Andrew Luck took the NFL by storm last season, along with fellow rookie quarterbacks Robert Griffin III and Russell Wilson. Fans of all three teams hope their respective quarterbacks will lead their teams into a decade-long run of success.
The first step toward those franchise quarterbacks is their second year in the league. The second year, where players often make their biggest leaps, is known for quarterbacks to produce "sophomore slumps."
While the sophomore slump idea may be a bit exaggerated, the second year is a crucial one for young quarterbacks' growth. If Luck is to be the next Peyton Manning for Colts fans, a consistently elite quarterback for years to come, his growth in 2013 will be immeasurably important.
I've already covered a few steps Luck needs to take this offseason, including improving his pocket presence, eye movement and sailing throws. But what can the Colts do to ensure their quarterback's growth and success this year?
Protect the Future of the Franchise
It's been talked about ad nauseum this offseason, but the Colts' pass protection in 2012 was simply horrendous.
There are a myriad of numbers that back that assertion up, although anybody who watched the Colts last season would have recognized it.
Pro Football Focus (subscription required), for example, graded the Colts' team as the second-worst team in pass protection in 2012, with only Arizona grading lower. PFF also charted 268 dropbacks in which Luck was pressured (sack, hit or hurried) 44 more times than any other quarterback. Luck was pressured on over 38 percent of his dropbacks, putting him in the top four for 2012.

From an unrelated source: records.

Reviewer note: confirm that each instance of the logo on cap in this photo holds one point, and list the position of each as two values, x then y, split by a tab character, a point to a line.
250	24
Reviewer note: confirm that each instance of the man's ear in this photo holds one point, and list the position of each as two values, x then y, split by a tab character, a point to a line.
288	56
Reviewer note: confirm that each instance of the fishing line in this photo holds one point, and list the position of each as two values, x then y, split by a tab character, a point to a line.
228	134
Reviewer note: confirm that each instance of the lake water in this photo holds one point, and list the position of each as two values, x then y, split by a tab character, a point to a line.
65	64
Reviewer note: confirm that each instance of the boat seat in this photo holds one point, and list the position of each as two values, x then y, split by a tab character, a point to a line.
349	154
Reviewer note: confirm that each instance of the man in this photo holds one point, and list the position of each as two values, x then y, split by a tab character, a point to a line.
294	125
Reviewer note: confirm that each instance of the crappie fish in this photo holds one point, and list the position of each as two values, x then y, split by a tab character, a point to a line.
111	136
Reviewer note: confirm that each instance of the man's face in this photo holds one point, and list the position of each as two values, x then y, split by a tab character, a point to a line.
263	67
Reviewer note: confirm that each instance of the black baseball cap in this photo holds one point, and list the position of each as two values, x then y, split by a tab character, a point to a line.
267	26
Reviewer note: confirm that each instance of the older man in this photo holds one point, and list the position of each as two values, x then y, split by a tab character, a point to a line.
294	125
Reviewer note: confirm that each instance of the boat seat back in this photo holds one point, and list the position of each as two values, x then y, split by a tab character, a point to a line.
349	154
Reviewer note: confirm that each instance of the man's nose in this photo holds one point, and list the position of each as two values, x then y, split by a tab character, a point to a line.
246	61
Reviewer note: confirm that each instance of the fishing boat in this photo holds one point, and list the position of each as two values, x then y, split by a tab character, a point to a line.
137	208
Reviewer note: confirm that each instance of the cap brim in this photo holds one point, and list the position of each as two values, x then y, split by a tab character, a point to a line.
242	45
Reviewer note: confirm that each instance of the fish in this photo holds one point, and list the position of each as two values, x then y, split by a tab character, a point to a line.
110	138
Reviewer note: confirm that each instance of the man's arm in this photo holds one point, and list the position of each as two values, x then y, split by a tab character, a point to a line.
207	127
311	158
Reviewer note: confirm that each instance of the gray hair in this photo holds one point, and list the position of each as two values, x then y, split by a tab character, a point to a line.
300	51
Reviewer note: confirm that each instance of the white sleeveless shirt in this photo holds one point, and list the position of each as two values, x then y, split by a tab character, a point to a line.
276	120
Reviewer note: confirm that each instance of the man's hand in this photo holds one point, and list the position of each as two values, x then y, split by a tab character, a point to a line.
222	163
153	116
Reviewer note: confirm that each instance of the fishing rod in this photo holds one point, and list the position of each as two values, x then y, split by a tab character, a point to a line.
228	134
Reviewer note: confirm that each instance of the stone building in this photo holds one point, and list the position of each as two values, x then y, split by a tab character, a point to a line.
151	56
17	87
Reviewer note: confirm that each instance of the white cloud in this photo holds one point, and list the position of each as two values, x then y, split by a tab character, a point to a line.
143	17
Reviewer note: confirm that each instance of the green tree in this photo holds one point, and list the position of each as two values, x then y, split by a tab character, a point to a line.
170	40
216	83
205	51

Again, it wasn't a controversial statement to say that Luck had the worst offensive line of any of the young quarterbacks, and improving on that was the No. 1 priority this offseason. Not only does the pressure make it more difficult to succeed throwing the ball, but allowing him to get hit that much exposes him to injury at a much higher rate than anybody in the Colts organization would like.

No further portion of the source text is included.